Después de un paso por Flandria, al defensor paraguayo William Riveros se le cumplió “un sueño”, tal cual lo dijo el día en que rubricó el contrato que lo unirá por una temporada con Temperley, por lo que ya se puso a las órdenes del entrenador Gustavo Alvarez.

Riveros llegó con la dura misión de ponerse la armadura de hierro en la última línea, donde intentará que no se noten las ausencias de Gastón Bojanich y Cristian Chimino, futbolistas que ya no están en el club.

En testimonio a Vavel, el ex jugador del elenco de Jáuregui, dio sus primeras sensaciones del arribo al Celeste: “Estoy muy contento por llegar a Primera y que sea Temperley me da mucha tranquilidad por lo que me dijeron es una institución muy ordena y con gente muy buena”.

Contento por su primera gran experiencia en la elite del fútbol argentino, Riveros ya se puso el chip gasolero y planteó sus metas: “El primer objetivo que tengo es de cumplir con Temperley desde el lugar que me toque después se verá como viene todo”.

A los 24 años, el marcador central tendrá una responsabilidad muy importante, ya que se caracteriza por un juego aéreo interesante en la última línea y proyección si le toca desempeñarse como lateral en ambos lados: “Tengo muy buen juego aéreo en las dos áreas, me gusta mucho jugar y no tirarla por tirar, pero no me tiembla nada si la tengo que tirar con todo, voy a la disputa siempre”, soltó el paraguayo.

Y se mostró agradecido con el llamado del DT: “Por suerte tuve la posibilidad de hablar con Gustavo (Alvarez) me dijo que le gustaría contar conmigo y no lo dudé, acepté enseguida.

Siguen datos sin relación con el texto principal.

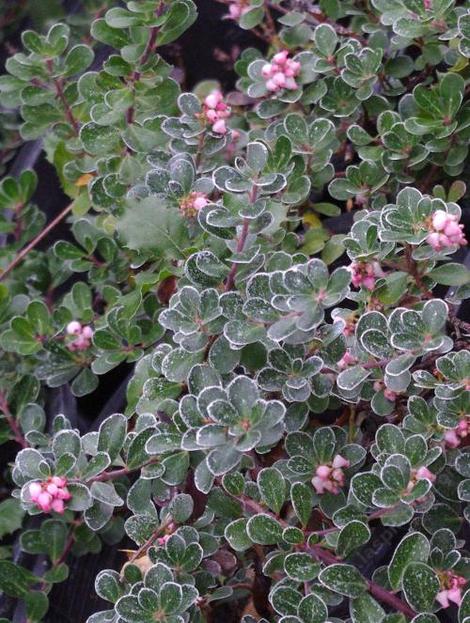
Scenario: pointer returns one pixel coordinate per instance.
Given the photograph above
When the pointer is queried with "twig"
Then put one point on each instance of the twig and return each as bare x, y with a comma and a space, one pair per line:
155, 534
22, 254
374, 589
241, 243
12, 423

Esperé a que se diera todo”.

Según confió, el interés del Gasolero venía desde la mitad del desarrollo del torneo Nacional B, aunque nunca perdió los estribos: “Lo tomé con mucha tranquilidad porque todavía estábamos peleando en ese momento con Flandria para no descender entonces traté de no pensar tanto. Obviamente mi respuesta era un si y no lo dudé un segundo”.

Por último, mostró gratitud hacia su club anterior, que le permitió tener este salto de calidad, luego de haber jugado en la C, en la B Metropolitana y en el Nacional B: “Estoy feliz por todo lo que pasé en Flandria y la realidad es que no pensé pasar todo lo que pasé en esa hermosa institución”.